It _is_ the game changer that you wish for, since the marshaling logic that
you mention is gone. Persistent Memory can be accessed directly through memory
mapped file, bypassing the traditional read()/write() I/O paths. Recent file
systems have also been modified to a) skip the page cache layer and b) forgo
the msync() call that would be otherwise required to synchronize the modified
pages. This is what's called DAX (Direct Access [0]). In the place of msync()
you can now just use CPU cache flush instructions. These two file system
changes entirely eliminate kernel code from the I/O path (apart from the
initial page faults).

Persistent Memory Development Kit contains libpmemobj [1], which is almost
exactly what you are imagining ;) It's a persistent heap, with transactions
for durability.

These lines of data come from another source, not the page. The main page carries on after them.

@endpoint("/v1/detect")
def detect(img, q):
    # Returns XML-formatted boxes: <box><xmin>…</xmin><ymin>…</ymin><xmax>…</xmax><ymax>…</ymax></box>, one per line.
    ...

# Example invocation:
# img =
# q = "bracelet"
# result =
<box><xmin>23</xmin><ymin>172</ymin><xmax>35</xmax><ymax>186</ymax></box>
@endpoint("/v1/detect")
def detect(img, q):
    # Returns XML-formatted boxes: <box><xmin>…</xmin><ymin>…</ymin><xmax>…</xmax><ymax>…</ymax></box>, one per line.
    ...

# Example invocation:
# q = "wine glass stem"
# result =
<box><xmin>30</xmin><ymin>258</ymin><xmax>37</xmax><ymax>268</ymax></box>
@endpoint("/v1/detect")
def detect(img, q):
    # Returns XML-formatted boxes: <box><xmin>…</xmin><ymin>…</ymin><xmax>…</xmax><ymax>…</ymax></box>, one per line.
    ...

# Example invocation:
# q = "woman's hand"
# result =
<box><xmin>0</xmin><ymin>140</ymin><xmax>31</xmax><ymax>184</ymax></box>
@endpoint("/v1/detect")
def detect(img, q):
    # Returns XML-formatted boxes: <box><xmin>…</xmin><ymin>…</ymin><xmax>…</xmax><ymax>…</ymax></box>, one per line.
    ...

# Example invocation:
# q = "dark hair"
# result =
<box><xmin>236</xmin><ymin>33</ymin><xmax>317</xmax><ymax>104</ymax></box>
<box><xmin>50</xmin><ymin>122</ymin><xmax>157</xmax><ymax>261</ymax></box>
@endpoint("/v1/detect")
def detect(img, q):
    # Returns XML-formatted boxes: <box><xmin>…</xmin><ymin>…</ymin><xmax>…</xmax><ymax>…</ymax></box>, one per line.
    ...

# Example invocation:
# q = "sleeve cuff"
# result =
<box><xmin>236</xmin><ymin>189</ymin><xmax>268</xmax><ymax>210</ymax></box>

It's not as nice (yet) as your code snippet, but here's C++
example [2] of a persistent queue push:

    
    
      obj::transaction::exec_tx(pool, [this, &value] {
        auto n = obj::make_persistent<Node>(value, nullptr);
    
        if (head == nullptr) {
          head = tail = n;
        } else {
          tail->next = n;
          tail = n;
        }
      });
    

`make_persistent` is, akin to `make_unique`, a memory allocation of a "Node"
class. Once allocated, we can just assign the newly allocated object to a
different persistent variable. No kernel code executing, no serialization ;)

[0]-
[https://www.kernel.org/doc/Documentation/filesystems/dax.txt](https://www.kernel.org/doc/Documentation/filesystems/dax.txt)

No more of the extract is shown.